Forum Moderators: phranque
Fear of slow downloads led me to copy it's completed, after includes performed, source code and create a text page to compare download times.
Suprisingly the thing was quicker doing the includes than as pure text. There were about 5 google javascript adsense things on each page.
Total bytes are about 18,000.
Could this mean the file is too small to worry about ssi processing time? It says the html is taking 2.52 seconds at 56K and the javascript only .66 seconds at 56k. Only 10% of my users are dialup.
On one download time resource:
The text file took 1110 miliseconds
The includes file took 933 miliseconds.
On another download time resource:
The 18888 bytes text file took
56K 4.56 seconds
ISDN 128K 1.95 seconds
T1 1.44Mbps 0.90 seconds
The 17994 includes file took
56K 4.39 seconds
ISDN 128K 1.95 seconds
T1 1.44Mbps 0.90 seconds
And I was worrying about the ssi taking too much time to download.
Do you think the above results are possible, a text file being slower than one running includes? Or am I misunderstanding something.

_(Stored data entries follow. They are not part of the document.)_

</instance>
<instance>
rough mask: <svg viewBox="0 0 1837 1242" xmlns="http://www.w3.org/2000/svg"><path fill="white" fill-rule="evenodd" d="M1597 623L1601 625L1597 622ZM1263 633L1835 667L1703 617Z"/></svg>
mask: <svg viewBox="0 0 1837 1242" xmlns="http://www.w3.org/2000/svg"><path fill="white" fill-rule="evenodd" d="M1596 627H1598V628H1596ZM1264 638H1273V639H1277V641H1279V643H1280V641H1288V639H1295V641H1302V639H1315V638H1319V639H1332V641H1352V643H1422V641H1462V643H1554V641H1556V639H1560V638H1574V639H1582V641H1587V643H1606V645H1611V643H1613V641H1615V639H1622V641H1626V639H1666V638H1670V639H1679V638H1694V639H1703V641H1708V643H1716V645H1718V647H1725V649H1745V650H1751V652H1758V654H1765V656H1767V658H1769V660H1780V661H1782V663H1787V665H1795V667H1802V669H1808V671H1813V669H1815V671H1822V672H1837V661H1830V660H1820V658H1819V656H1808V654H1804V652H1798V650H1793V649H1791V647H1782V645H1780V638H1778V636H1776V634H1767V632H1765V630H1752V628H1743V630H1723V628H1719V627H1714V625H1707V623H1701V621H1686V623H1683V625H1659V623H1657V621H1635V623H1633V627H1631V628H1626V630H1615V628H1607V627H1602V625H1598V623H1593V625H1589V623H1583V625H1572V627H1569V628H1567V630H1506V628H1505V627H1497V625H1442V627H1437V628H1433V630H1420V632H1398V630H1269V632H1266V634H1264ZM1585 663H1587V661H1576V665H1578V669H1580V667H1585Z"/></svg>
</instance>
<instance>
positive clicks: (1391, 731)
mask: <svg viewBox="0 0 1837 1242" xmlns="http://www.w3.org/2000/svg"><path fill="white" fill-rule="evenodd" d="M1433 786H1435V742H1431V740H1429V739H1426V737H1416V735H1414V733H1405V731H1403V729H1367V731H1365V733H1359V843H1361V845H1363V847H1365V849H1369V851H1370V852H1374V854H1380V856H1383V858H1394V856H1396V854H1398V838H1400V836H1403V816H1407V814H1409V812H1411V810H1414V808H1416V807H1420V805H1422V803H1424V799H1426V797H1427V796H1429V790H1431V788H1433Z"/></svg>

Would there still be a bandwith issue for me due to the ssi occuring with each pageview if the includes occur relative to just offering the scraped source html page for pageviews?
[edited by: 4thePegeh at 6:43 am (utc) on Mar. 12, 2007]
What suprised me was that requesting the url that involved all these includes loaded quicker than requesting the url that involved the scrapped text result of all of the includes.
I was under the impression a purely text file would load much quicker than a file that used several includes to produce the same text file. The download timers I used indicated the contrary.